Saturday Fiction [China, Lou Ye, 4] Famed actress (Gong Li) returns to occupied Shanghai to run one last op for her French spymaster (Pascal Greggory) aimed at a Japanese cipher officer (Odagiri Jo.) Hazy, shifting identities in deglamorized B&W, culminating in gripping ballistics.

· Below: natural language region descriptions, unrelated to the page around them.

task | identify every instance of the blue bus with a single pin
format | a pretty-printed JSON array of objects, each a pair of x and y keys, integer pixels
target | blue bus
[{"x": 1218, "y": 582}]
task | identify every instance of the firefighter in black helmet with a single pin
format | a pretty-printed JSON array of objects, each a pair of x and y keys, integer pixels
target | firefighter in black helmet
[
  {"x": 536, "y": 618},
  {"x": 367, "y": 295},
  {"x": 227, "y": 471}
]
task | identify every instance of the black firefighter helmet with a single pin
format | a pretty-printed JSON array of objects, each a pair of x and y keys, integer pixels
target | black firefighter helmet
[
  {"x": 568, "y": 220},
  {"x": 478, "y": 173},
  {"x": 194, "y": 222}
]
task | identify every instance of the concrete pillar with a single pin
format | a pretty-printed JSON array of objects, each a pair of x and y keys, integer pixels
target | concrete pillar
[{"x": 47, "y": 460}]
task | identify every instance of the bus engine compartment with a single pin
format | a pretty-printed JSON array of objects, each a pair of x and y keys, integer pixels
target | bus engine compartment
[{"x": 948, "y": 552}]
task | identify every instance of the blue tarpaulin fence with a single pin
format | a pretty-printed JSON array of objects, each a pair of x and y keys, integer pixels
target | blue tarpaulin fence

Coming Home Again [US, Wayne Wang, 4] Tightly wound writer (Justin Chen) returns to San Francisco to care for his cancer stricken mom (Jackie Chung), despite her and his dad’s worries over the effect this will have on his career. Contemplative drama of love, resentment, and the emotional weight of getting the food right.

The Good Intentions [Argentina, Ana GarcĂ­a Blaya, 3.5] When her mom and stepdad decide to move to Paraguay, her precociously together young daughter lobbies to stay with her raffish, irresponsible slacker dad. Autobiographical slice-of-life, punctuated by real life home videos, illuminated by the performance of child actor Amanda Minujin.

Ema [Chile, Pablo Larrain, 4] Seductive dancer (Mariana di Girolamo) married to insecure choreographer (Gael Garcia Bernal) tries to regain custody of the boy they returned to the adoption agency after he burned her sister’s face. Unnerving, visually arresting, sex-drenched Bunuelian provocation.


Capsule review boilerplate: Ratings are out of 5. I’ll be collecting these reviews in order of preference in a master post the Monday after the fest. Films shown on the festival circuit will appear in theaters, streaming platforms and perhaps even good old physical media over the next year plus. If you’ve heard of a film showing at TIFF, I’m probably waiting to see it during its upcoming conventional release.Unless you mean The Color Out of Space, which I’m seeing on the 14th.